Hartlieb and Ríos will serve as bullpen depth options in Triple-A. Howard seemed like he had a shot to earn a spot in the Pirates' bullpen as one of two left-handed pitchers on the 40-man roster, but he gave up five hits and walked seven in 5 2/3 innings over six appearances this spring.
The delayed start to the season might allow the Pirates to carry either Derek Holland or Steven Brault (who was unlikely to be ready by the end of March due to a strained shoulder) in their rotation, while stashing the other in the bullpen as a long-relief lefty.

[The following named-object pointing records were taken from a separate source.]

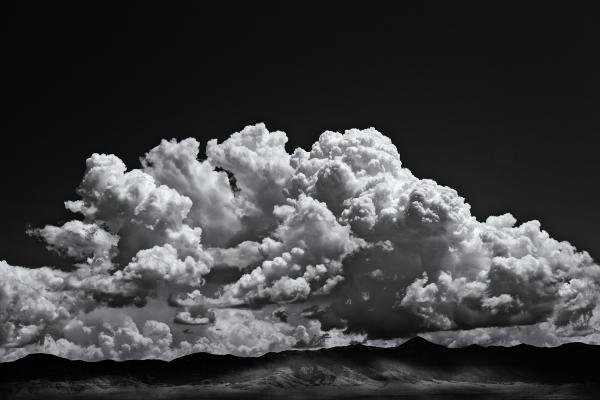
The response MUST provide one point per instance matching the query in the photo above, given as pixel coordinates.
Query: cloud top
(256, 249)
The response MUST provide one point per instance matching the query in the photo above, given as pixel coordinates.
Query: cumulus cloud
(255, 249)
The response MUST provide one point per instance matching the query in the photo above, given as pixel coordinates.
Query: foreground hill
(415, 369)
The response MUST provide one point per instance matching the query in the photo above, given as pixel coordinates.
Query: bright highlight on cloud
(254, 249)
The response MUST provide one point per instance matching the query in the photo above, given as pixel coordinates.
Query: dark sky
(500, 102)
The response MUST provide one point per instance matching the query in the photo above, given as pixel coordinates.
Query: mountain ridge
(414, 365)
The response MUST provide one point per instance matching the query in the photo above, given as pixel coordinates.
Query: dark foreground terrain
(417, 369)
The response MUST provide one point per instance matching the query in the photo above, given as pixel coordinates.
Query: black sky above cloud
(471, 95)
(496, 103)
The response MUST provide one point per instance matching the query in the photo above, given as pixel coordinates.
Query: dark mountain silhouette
(417, 367)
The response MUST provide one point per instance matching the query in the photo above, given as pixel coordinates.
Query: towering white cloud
(256, 249)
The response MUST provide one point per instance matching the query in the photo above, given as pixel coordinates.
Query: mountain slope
(416, 367)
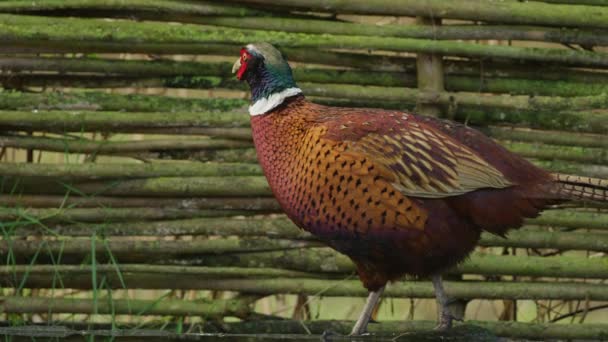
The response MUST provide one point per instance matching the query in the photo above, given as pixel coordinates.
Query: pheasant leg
(372, 300)
(445, 316)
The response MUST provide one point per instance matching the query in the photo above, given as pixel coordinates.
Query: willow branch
(82, 215)
(206, 308)
(128, 170)
(24, 28)
(290, 264)
(52, 201)
(118, 147)
(152, 249)
(547, 137)
(515, 330)
(232, 186)
(534, 13)
(353, 288)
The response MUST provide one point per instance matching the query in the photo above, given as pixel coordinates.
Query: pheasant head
(268, 75)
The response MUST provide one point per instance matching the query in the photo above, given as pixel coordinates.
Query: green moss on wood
(18, 28)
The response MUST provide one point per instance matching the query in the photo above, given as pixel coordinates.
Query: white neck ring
(266, 104)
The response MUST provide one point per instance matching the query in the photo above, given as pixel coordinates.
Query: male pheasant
(396, 192)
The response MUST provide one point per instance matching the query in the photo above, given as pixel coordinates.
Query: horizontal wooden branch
(67, 271)
(552, 152)
(132, 7)
(118, 147)
(284, 264)
(443, 32)
(297, 329)
(539, 112)
(24, 28)
(410, 95)
(353, 288)
(149, 249)
(239, 17)
(107, 215)
(531, 12)
(277, 226)
(206, 308)
(461, 75)
(541, 239)
(134, 250)
(233, 186)
(548, 137)
(510, 329)
(198, 203)
(510, 86)
(572, 219)
(100, 101)
(93, 171)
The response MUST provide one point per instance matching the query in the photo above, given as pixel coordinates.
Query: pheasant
(395, 192)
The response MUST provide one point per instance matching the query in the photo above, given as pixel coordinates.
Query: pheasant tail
(580, 188)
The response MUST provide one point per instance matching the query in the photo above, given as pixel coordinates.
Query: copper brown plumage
(396, 192)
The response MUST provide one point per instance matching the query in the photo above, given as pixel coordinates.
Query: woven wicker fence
(131, 196)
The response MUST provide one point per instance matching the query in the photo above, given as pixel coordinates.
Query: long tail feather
(580, 188)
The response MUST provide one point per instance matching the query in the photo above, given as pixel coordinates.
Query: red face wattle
(245, 56)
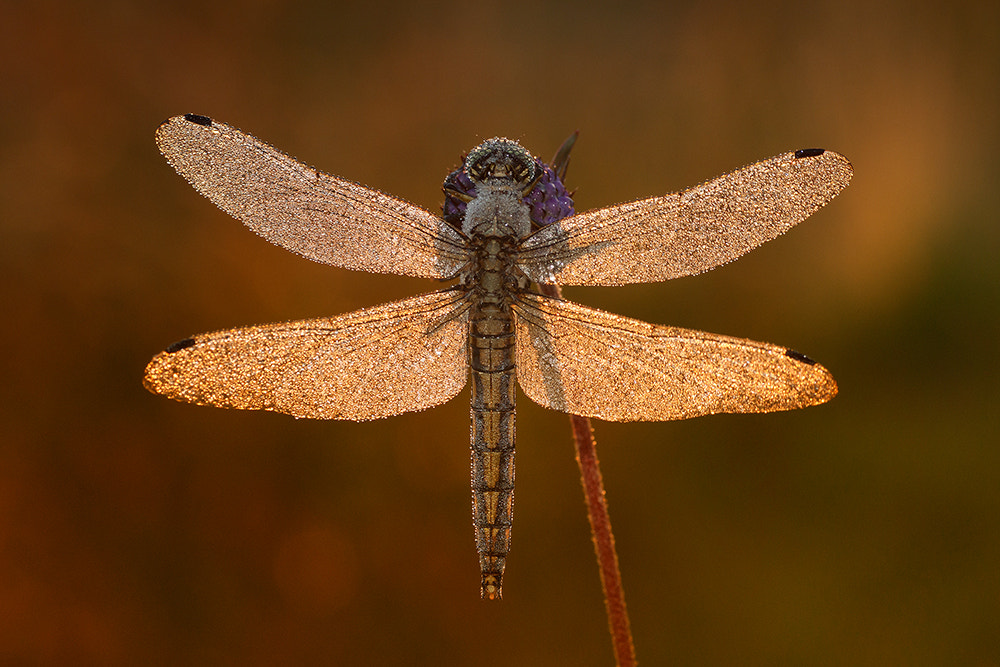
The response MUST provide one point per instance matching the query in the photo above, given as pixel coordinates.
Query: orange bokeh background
(136, 530)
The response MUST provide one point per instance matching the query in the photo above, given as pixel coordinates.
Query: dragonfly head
(501, 160)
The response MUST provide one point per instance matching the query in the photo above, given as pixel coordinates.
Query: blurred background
(134, 529)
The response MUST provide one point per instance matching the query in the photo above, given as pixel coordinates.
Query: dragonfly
(509, 230)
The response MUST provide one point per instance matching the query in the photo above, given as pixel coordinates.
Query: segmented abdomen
(491, 345)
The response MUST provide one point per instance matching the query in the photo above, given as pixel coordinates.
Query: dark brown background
(138, 530)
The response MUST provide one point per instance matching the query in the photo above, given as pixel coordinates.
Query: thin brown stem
(600, 527)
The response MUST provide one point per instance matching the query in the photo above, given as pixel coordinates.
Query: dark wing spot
(797, 356)
(809, 152)
(180, 345)
(207, 122)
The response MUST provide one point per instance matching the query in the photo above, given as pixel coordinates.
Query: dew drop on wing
(809, 152)
(200, 120)
(798, 356)
(180, 345)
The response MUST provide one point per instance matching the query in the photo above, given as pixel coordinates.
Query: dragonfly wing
(321, 217)
(588, 362)
(687, 232)
(372, 363)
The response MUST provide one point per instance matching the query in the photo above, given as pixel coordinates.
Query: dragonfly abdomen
(491, 363)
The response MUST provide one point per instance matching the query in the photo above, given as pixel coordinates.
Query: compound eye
(500, 158)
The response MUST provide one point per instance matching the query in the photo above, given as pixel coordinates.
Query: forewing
(588, 362)
(372, 363)
(687, 232)
(321, 217)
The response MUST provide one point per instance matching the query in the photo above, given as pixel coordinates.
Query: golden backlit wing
(687, 232)
(321, 217)
(588, 362)
(372, 363)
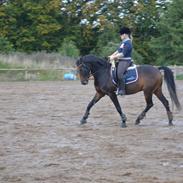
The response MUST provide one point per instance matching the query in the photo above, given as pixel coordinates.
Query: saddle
(130, 75)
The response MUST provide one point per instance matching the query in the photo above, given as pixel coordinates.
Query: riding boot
(121, 87)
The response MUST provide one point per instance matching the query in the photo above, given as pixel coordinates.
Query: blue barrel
(69, 76)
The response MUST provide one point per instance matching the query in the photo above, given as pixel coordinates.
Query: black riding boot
(121, 87)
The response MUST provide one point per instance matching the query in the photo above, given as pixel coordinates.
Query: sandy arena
(41, 140)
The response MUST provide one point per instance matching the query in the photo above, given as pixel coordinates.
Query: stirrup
(120, 92)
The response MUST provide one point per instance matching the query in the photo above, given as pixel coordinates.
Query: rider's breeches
(122, 67)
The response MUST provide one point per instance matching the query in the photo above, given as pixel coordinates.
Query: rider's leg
(122, 66)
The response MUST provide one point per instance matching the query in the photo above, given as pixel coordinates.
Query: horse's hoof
(83, 121)
(123, 125)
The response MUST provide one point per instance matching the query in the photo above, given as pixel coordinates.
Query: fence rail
(177, 70)
(31, 73)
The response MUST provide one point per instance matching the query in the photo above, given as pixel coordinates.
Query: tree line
(75, 27)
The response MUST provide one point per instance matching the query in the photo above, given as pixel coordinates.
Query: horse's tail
(169, 79)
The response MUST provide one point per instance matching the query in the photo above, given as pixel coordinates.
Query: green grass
(21, 75)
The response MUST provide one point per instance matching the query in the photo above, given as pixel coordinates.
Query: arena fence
(27, 74)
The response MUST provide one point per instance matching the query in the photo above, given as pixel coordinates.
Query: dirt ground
(41, 140)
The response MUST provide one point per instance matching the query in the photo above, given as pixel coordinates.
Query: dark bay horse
(149, 81)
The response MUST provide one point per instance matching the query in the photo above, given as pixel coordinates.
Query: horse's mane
(92, 59)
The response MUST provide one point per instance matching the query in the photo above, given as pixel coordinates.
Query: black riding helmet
(125, 30)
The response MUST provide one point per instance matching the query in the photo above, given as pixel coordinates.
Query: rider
(123, 56)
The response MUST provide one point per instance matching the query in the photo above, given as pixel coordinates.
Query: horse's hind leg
(165, 102)
(149, 104)
(95, 99)
(115, 101)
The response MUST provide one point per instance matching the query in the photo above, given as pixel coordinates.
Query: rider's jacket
(126, 49)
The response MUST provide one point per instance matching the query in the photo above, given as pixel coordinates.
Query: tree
(30, 25)
(168, 45)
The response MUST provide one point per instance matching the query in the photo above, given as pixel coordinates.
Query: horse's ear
(79, 61)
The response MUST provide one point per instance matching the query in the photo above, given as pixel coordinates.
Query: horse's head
(83, 70)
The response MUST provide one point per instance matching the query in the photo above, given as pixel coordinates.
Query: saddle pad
(130, 76)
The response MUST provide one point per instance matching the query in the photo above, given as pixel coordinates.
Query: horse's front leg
(115, 101)
(95, 99)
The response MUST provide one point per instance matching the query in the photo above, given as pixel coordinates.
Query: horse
(149, 81)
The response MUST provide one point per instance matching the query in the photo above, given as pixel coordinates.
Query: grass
(34, 74)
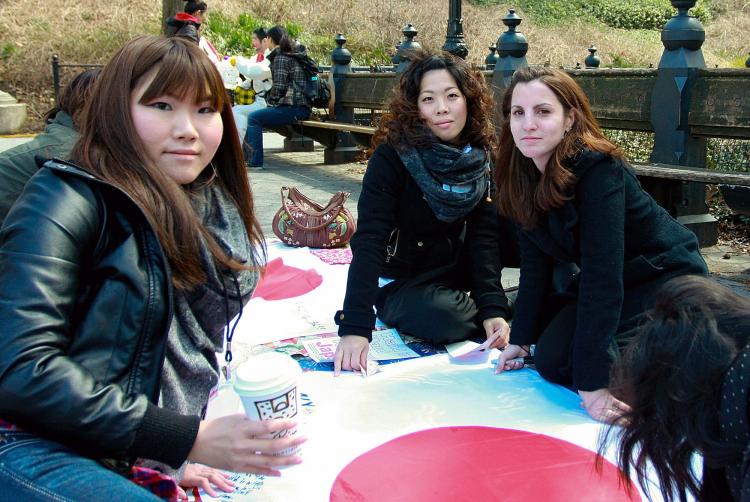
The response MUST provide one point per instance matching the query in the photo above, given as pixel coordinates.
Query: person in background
(119, 274)
(427, 231)
(595, 247)
(188, 23)
(18, 164)
(286, 99)
(686, 377)
(257, 73)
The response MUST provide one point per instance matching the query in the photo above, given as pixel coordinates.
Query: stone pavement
(306, 171)
(319, 182)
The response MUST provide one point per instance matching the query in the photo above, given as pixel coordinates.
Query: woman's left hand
(603, 406)
(497, 326)
(205, 478)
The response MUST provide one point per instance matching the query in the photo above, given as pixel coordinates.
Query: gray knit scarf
(191, 368)
(452, 179)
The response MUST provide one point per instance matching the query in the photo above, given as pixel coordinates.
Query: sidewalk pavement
(306, 171)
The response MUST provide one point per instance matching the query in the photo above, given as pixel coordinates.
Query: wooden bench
(734, 186)
(327, 133)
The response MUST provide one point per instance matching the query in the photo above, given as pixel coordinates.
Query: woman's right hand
(351, 354)
(509, 358)
(238, 444)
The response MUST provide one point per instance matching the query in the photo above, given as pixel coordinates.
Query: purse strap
(292, 198)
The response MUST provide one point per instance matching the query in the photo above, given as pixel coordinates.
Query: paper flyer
(386, 345)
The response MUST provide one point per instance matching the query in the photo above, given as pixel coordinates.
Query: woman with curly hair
(686, 376)
(594, 245)
(427, 230)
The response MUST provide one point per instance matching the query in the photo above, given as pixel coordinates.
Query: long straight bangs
(184, 73)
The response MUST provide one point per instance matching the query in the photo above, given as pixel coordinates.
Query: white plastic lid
(266, 373)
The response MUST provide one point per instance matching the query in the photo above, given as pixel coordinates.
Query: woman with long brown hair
(427, 230)
(119, 275)
(686, 375)
(594, 246)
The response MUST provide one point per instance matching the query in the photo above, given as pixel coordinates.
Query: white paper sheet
(386, 345)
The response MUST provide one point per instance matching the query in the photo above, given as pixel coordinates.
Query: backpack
(316, 89)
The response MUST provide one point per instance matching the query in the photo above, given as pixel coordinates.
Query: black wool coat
(620, 238)
(399, 237)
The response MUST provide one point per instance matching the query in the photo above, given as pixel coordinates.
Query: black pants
(553, 357)
(433, 312)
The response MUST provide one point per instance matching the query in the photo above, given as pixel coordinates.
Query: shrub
(625, 14)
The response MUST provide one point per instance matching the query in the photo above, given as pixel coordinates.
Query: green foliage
(619, 61)
(642, 14)
(636, 145)
(728, 155)
(7, 50)
(738, 62)
(625, 14)
(235, 36)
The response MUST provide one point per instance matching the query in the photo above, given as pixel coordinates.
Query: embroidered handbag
(303, 222)
(243, 96)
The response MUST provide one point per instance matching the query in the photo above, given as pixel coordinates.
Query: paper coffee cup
(267, 386)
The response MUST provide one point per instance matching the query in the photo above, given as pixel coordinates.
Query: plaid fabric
(243, 96)
(156, 482)
(289, 80)
(8, 426)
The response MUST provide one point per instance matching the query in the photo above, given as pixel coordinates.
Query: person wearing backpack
(287, 100)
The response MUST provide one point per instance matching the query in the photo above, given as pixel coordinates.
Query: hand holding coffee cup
(234, 443)
(267, 386)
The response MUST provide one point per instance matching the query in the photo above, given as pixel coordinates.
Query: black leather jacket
(85, 307)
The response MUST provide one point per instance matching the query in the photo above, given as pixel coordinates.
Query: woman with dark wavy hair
(427, 230)
(686, 376)
(120, 272)
(594, 245)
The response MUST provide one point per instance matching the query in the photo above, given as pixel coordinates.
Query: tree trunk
(169, 8)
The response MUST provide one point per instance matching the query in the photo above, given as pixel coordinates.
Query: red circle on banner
(280, 281)
(479, 464)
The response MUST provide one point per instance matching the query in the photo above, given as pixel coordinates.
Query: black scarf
(453, 180)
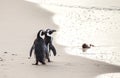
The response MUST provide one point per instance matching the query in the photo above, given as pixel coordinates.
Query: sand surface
(19, 23)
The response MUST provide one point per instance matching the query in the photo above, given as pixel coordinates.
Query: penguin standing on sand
(48, 41)
(41, 51)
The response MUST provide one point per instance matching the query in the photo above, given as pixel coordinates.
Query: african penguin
(48, 40)
(40, 49)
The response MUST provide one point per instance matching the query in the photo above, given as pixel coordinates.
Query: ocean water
(91, 22)
(94, 22)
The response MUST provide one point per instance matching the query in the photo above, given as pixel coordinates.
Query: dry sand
(20, 21)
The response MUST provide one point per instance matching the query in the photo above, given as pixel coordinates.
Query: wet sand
(20, 21)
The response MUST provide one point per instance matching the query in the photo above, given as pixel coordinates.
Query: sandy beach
(19, 23)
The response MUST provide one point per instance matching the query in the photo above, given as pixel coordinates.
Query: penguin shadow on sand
(85, 47)
(48, 41)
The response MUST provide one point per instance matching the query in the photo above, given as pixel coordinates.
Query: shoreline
(20, 22)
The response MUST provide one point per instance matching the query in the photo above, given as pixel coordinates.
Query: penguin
(48, 41)
(40, 49)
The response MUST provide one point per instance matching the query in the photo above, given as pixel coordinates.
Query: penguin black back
(40, 48)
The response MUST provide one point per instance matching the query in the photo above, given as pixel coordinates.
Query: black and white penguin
(48, 40)
(41, 51)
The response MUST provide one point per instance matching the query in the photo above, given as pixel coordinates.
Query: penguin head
(48, 32)
(40, 33)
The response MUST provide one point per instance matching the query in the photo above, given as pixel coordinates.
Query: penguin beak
(53, 30)
(43, 33)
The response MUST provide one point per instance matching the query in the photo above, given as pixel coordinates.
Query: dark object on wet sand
(87, 46)
(48, 41)
(41, 51)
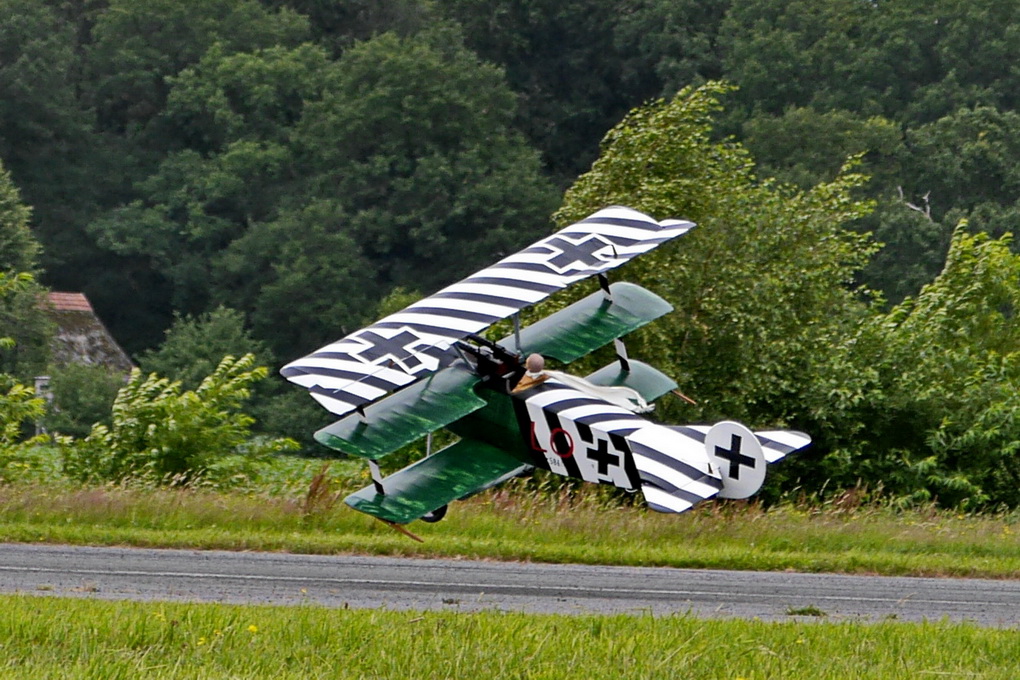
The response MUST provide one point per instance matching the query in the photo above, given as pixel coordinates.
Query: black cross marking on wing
(580, 255)
(734, 457)
(603, 457)
(396, 348)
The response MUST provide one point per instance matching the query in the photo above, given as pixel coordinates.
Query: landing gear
(436, 515)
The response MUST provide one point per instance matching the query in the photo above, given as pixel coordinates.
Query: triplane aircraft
(426, 368)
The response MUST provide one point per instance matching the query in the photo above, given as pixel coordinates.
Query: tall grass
(45, 637)
(522, 524)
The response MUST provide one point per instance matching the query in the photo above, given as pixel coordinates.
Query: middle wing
(395, 352)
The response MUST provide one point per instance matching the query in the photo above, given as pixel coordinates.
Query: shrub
(162, 434)
(83, 396)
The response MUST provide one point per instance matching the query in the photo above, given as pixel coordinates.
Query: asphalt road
(466, 585)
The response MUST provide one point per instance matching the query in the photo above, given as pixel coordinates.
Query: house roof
(81, 336)
(69, 302)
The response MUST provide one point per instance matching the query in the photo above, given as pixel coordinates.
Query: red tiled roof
(69, 302)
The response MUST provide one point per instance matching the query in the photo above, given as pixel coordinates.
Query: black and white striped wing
(401, 348)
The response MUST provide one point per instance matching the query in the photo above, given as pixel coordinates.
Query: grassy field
(528, 527)
(45, 637)
(50, 637)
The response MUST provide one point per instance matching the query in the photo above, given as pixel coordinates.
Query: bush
(161, 434)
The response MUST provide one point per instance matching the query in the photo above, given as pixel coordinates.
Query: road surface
(468, 585)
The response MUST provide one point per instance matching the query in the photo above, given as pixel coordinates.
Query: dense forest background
(267, 175)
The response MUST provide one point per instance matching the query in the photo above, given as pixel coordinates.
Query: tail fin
(698, 462)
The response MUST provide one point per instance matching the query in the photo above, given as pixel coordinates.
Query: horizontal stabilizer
(591, 322)
(405, 416)
(673, 469)
(650, 382)
(457, 471)
(775, 443)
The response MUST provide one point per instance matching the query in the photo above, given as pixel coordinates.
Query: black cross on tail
(603, 457)
(734, 457)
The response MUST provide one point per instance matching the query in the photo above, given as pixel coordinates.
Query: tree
(760, 288)
(138, 46)
(18, 249)
(23, 323)
(45, 139)
(195, 346)
(415, 136)
(162, 434)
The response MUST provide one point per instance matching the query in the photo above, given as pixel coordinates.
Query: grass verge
(502, 525)
(46, 637)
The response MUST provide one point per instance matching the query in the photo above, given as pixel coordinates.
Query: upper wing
(367, 364)
(591, 322)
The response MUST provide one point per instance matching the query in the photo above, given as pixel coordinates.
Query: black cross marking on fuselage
(395, 347)
(603, 457)
(582, 253)
(734, 457)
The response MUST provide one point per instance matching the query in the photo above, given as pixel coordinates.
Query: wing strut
(373, 466)
(604, 284)
(621, 354)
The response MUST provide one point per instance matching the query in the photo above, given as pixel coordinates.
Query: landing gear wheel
(436, 515)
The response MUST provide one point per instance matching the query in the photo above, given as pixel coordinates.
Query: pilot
(534, 372)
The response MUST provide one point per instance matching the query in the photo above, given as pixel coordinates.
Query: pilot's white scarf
(625, 398)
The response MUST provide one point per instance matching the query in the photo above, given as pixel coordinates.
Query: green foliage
(23, 326)
(164, 435)
(82, 396)
(921, 404)
(18, 406)
(18, 250)
(20, 410)
(759, 286)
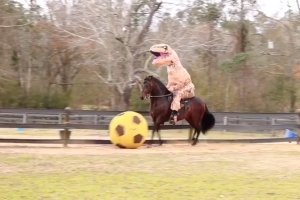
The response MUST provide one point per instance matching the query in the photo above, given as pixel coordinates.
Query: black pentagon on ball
(120, 146)
(136, 120)
(120, 130)
(138, 138)
(120, 114)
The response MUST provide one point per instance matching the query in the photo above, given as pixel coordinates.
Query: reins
(165, 95)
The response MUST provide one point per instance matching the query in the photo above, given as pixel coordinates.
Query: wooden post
(298, 129)
(225, 123)
(273, 122)
(190, 135)
(66, 133)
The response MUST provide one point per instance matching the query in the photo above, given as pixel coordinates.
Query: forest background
(94, 54)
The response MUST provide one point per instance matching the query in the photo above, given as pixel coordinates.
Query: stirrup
(173, 120)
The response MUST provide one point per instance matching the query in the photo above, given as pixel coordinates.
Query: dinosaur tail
(208, 121)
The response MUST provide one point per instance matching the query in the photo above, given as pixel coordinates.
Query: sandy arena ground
(167, 148)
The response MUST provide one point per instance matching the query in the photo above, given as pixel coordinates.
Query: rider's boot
(174, 115)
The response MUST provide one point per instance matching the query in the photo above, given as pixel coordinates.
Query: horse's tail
(208, 121)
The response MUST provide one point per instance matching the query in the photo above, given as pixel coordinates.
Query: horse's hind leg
(152, 137)
(195, 139)
(156, 128)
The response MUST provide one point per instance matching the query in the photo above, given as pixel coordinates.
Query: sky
(269, 7)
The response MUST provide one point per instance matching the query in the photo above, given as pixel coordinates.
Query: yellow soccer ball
(128, 130)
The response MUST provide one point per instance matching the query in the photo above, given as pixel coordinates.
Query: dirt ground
(167, 148)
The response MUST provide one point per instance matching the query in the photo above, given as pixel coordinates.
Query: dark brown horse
(193, 110)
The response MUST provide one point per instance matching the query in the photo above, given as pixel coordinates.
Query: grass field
(204, 172)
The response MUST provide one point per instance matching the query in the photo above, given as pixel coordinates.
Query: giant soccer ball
(128, 130)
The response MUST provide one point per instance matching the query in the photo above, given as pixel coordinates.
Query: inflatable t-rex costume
(179, 79)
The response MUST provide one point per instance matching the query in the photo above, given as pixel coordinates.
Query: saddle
(184, 103)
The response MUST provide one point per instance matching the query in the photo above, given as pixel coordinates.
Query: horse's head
(147, 88)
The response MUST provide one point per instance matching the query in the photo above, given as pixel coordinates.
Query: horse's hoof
(172, 122)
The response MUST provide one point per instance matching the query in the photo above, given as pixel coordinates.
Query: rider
(179, 79)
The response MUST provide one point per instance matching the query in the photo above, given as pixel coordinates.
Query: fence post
(273, 122)
(66, 133)
(24, 118)
(225, 123)
(298, 129)
(95, 119)
(190, 135)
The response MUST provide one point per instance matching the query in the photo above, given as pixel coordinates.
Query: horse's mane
(160, 84)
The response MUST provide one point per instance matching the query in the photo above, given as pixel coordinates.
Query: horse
(193, 110)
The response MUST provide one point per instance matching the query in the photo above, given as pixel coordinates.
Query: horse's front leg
(158, 134)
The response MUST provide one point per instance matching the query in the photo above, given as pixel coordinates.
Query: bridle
(157, 96)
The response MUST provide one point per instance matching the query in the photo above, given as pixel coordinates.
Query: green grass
(176, 176)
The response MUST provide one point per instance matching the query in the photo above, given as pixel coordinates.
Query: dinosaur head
(164, 55)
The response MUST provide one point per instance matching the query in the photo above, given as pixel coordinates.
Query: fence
(88, 119)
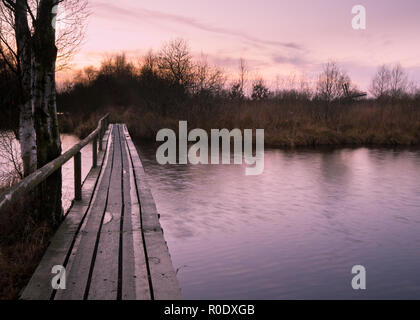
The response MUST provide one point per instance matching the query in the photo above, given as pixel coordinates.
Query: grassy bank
(22, 244)
(367, 123)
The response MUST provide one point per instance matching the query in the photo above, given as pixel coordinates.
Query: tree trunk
(27, 134)
(44, 97)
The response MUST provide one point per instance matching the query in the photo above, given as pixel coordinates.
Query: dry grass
(293, 124)
(22, 244)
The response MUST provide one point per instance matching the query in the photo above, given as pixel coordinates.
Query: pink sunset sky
(276, 37)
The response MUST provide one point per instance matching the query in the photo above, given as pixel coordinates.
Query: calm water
(67, 142)
(297, 230)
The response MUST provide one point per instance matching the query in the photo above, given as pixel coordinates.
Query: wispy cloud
(141, 13)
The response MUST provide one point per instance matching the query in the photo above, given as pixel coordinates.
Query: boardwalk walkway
(111, 242)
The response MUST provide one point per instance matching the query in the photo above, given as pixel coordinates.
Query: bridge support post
(78, 176)
(95, 152)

Pittsburgh also thinks highly of non-roster lefty Robbie Erlin, and fellow non-roster southpaw Nik Turley was one of the pleasant surprises in camp this year.
“We’re really focused on doing everything we can to make sure [Brault is] in a good spot when he comes back to pitching. And we don’t know how long that’s going to take, but certainly the delay in the season gives a better chance for him to be ready,” Cherington said. “Obviously we’re a ways away from making any decisions, but I would say overall we feel better about our left-handed bullpen options than we did in January.”